Walmart out here sell a nice Igloo Marine cooler for $22.
I've had mine for a year, and it's still in great shape. 
And that's that I used it as a poling platform for about a month, and a casting platform like two more months. 
It holds ice for days. 

I had put ice in it last Saturday morning in Miami.
Drove to Everglades City for the Gheenoe rally, fished till 2 pm, got back to the ramp and then put it in the bed of the truck that sat parked in the sun the whole time.
Stayed around for the boat show and raffles, then drove back to Miami.
Got to Miami around 11:30pm.
The next morning at 7:30, went to put ice in the cooler to go up to Ft. Pierce and it still had ice from the day before. Threw some more ice in it and it was still good until Tuesday.

But anyway, I have nothing bad to say about anything painted black. lol

I would have gone with a semi flat/satin black though.
But I think it looks better in black!


----------



## Bissell (Feb 27, 2010)

x2!
ill be painting my wheels black on my trailer, and eventually the trailer will be powder coatedblack!
i like the cooler though!


----------



## Puertoricoinshore (Aug 26, 2010)

*Re: Custom cooler finish*

[smiley=1-crazy-eyes.gif]I guess I am finish with "the project". I decided not to expend any more money on paint and ss hardwear.
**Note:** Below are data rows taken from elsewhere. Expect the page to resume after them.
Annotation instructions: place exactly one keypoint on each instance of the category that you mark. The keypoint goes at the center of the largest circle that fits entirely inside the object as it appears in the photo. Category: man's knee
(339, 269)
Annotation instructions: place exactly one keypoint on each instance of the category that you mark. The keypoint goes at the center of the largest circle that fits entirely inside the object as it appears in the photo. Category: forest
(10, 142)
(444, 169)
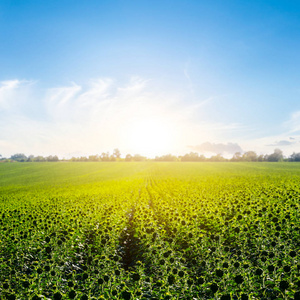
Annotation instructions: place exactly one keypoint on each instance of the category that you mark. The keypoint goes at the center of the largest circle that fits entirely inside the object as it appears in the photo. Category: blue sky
(79, 77)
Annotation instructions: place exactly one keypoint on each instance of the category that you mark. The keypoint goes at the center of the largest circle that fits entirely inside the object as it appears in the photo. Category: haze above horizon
(149, 77)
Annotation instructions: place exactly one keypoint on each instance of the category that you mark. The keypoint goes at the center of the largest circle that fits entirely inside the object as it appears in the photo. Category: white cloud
(98, 117)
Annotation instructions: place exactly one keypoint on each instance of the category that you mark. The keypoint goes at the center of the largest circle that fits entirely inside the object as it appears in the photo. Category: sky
(149, 77)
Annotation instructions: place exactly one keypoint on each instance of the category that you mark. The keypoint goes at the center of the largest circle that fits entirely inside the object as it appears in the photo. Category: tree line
(249, 156)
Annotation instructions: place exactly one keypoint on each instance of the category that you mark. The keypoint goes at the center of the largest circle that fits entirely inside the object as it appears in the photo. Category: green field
(149, 230)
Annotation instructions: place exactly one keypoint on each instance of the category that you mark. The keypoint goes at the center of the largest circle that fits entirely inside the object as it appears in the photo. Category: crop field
(149, 230)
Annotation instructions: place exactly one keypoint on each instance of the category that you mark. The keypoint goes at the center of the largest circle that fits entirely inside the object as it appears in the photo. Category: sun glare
(150, 137)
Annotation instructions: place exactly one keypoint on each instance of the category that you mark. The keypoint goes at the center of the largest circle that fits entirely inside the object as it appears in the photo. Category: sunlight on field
(126, 231)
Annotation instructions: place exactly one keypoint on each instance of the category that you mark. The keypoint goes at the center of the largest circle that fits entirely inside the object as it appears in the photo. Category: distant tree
(276, 156)
(168, 157)
(19, 157)
(192, 156)
(117, 153)
(128, 157)
(218, 158)
(138, 157)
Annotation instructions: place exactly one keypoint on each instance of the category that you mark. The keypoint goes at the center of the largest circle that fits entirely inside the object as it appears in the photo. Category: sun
(150, 137)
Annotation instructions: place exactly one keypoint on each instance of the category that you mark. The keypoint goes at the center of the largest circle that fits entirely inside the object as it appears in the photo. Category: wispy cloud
(96, 117)
(229, 148)
(281, 143)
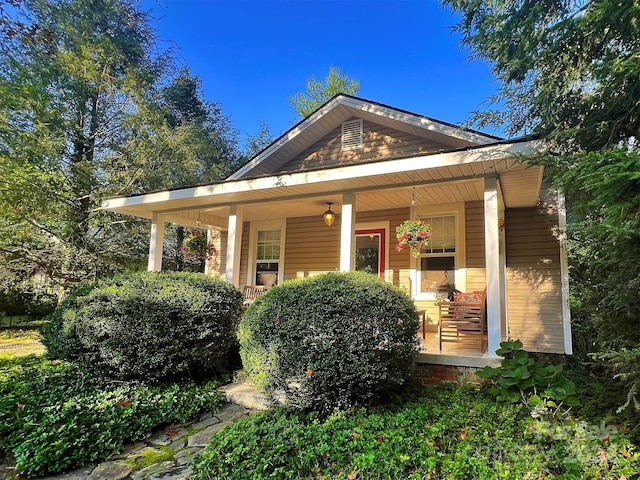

I did use some free stickers, and made to stencils to spray paint them. You guys be the judge. It was actually fun to do. [smiley=1-one-eye.gif]


----------



## iFly (Mar 9, 2010)

I like the stencil job!


----------



## Flyline (Mar 3, 2008)

I'm lovin this.... . I have a walmart cooler a coleman extrmeme 5 days is best cooler I ever spend! $60 walmart cooler compared to a yeti $400 cooler....still loving it


----------



## sfsurfr (Mar 16, 2009)

Why would you paint a cooler black??? Isn't the idea to keep the items inside it cold? Just sayin... Other than that... The stencils are pretty sweet bro!


----------



## firecat1981 (Nov 27, 2007)

> Why would you paint a cooler black??? Isn't the idea to keep the items inside it cold?


I was kinda wondering that myself, the black will heat up the cooler much more then the white. That's why you see alot of color coolers with white tops. If you are just using it for a day I'm sure it will be fine though. Atleast it looks slick


----------



## Puertoricoinshore (Aug 26, 2010)

Black is the way to go. Black boat, black cooler mostly just for the look. Most of the time i fish at night or very early in the mornig until  mid day; beacuse after that the bite dies so i dont take the full day heat. [smiley=devil10.gif] And remember i was bored!!!


----------



## Bissell (Feb 27, 2010)

i think it looks "cooler" now ;D


----------